Ces projets partagent un point commun : ils ciblent des territoires insulaires ou littoraux disposant d’un fort dénivelé naturel et d’un besoin de stockage lié à une production éolienne ou solaire croissante.
Le potentiel français : Bretagne, Corse et Outre-mer
La France dispose d’un littoral de plus de 5 500 kilomètres et de plusieurs territoires au relief favorable. La Bretagne, avec ses falaises granitiques et son déficit de production électrique structurel, figure parmi les sites les plus étudiés. La Corse, île non interconnectée au réseau continental, pourrait tirer parti de ses reliefs montagneux proches du littoral.
Les territoires ultramarins — Réunion, Guadeloupe, Martinique — représentent un cas d’usage particulièrement pertinent. Ces îles dépendent largement de centrales thermiques fossiles et développent des capacités solaires et éoliennes croissantes, créant un besoin massif de stockage. Les STEP marines pourraient offrir une alternative aux batteries stationnaires (BESS), avec une durée de vie supérieure à 50 ans contre 15 ans pour les batteries.
EDF, qui exploite déjà les cinq STEP terrestres françaises totalisant 5 GW de puissance, a mené des études préliminaires sur plusieurs sites littoraux. L’entreprise envisage le développement de nouvelles capacités STEP, y compris marines, dans le cadre de la transition énergétique.
Les défis techniques à surmonter
L’eau de mer est un fluide corrosif. Le sel, le sable en suspension et les organismes marins (biofouling) imposent des contraintes d’ingénierie significatives. Les turbines doivent être fabriquées en alliages résistants à la corrosion (aciers inoxydables duplex, revêtements céramiques). Les conduites forcées nécessitent des traitements anticorrosion renforcés.

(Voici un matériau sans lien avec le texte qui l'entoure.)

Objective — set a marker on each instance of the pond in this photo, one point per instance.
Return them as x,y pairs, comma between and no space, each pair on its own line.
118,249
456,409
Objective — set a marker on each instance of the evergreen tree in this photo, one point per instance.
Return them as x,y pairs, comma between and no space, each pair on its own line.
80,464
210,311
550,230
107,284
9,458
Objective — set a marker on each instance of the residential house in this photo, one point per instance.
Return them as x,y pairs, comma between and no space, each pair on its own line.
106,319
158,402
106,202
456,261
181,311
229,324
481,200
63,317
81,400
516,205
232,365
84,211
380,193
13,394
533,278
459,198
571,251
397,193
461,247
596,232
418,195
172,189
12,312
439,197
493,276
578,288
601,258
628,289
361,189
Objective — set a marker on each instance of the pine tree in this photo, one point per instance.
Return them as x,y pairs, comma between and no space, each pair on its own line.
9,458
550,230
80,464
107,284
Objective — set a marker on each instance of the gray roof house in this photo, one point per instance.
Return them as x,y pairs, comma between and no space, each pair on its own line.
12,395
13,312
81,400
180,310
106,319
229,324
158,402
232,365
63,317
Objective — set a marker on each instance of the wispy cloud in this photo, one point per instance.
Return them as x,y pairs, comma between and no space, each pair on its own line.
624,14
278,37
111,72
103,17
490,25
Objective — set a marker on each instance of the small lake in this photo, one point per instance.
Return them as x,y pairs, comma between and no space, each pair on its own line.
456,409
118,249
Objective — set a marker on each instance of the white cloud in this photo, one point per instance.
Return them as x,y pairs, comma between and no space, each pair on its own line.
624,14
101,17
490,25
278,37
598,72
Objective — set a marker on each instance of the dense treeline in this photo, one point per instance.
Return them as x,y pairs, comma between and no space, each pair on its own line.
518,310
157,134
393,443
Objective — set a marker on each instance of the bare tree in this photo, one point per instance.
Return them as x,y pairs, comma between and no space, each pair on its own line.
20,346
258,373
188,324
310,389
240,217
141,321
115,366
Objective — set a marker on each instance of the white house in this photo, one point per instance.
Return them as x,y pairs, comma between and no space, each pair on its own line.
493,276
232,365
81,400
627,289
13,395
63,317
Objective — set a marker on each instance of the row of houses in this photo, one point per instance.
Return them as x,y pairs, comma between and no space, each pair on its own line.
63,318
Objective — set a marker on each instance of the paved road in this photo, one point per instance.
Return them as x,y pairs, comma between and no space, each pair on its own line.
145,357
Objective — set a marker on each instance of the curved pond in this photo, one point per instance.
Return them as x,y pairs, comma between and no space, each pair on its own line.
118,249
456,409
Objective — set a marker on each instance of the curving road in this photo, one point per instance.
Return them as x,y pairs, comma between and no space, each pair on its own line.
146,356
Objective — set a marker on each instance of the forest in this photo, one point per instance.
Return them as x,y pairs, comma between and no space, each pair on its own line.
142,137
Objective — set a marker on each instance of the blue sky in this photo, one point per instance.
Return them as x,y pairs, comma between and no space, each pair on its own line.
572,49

L’ensemble se traduit par des coûts d’investissement et de maintenance supérieurs de 20 à 40 % par rapport aux STEP d’eau douce, selon les estimations du secteur.
L’impact environnemental constitue un autre point d’attention. Le pompage et le rejet d’eau salée modifient localement la température et la salinité du milieu marin. L’aménagement du réservoir supérieur implique des travaux de génie civil significatifs. Chaque projet nécessite une étude d’impact approfondie et une concertation avec les acteurs locaux — pêcheurs, associations environnementales, collectivités.

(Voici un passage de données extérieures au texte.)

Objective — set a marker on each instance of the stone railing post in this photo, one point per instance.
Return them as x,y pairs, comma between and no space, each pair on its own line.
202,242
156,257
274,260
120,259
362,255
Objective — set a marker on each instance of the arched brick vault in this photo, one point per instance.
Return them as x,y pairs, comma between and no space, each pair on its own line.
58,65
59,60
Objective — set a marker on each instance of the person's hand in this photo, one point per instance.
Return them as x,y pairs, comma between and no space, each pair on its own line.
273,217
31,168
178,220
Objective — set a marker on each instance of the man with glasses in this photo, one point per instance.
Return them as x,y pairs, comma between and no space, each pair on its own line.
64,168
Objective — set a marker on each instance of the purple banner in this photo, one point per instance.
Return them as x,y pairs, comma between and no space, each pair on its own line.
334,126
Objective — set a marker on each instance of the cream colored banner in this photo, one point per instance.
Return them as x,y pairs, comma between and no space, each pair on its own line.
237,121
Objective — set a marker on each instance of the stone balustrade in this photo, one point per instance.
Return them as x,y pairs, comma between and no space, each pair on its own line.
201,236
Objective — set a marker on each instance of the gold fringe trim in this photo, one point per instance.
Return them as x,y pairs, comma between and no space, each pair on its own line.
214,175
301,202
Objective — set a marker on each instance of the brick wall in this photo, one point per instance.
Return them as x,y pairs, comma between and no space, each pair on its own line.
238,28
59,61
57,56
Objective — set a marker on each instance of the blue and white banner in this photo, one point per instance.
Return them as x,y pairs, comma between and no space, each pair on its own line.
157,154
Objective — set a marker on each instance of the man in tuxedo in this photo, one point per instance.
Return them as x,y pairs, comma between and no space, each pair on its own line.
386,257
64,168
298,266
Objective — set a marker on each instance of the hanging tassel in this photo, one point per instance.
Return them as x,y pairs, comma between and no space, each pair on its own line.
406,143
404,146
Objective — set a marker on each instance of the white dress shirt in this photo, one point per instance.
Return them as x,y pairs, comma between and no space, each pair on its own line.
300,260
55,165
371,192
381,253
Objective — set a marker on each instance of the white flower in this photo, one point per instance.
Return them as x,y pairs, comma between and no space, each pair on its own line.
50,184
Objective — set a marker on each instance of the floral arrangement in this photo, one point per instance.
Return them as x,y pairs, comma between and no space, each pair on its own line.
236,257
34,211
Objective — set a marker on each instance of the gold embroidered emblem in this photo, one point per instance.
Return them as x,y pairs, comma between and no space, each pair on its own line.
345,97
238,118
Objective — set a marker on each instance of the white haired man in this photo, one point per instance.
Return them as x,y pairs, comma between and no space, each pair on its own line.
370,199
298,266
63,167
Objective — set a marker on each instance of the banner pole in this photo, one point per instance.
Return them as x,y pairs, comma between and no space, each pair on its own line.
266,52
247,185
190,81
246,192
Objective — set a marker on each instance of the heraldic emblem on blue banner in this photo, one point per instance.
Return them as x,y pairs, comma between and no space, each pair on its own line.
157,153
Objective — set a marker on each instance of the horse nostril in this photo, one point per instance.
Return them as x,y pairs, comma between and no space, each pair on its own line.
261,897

STEP marines vs batteries : complémentarité plutôt que concurrence
Comparer les STEP marines aux batteries stationnaires n’a de sens que si l’on distingue les usages. Les BESS excellent pour le stockage de courte durée (1 à 4 heures) et les services réseau rapides (fréquence, réserve). Les STEP marines visent le stockage de longue durée (8 à 24 heures), avec des capacités de plusieurs centaines de MWh, voire plusieurs GWh.
Le stockage par pompage-turbinage reste la technologie la plus mature pour le stockage massif, représentant plus de 90 % des capacités de stockage installées dans le monde. Les STEP marines en sont une déclinaison prometteuse pour les zones littorales, complémentaire du stockage thermique et des batteries.
Perspective : un marché de niche à fort potentiel
Les STEP marines ne remplaceront pas les STEP conventionnelles ni les batteries. Mais elles ouvrent un segment complémentaire, particulièrement adapté aux îles et aux territoires littoraux disposant de dénivelés naturels. À l’heure où la PPE3 fait de la pilotabilité un objectif structurant, toutes les solutions de stockage méritent d’être étudiées — y compris celles qui puisent leur énergie dans la force de la gravité et la proximité de la mer.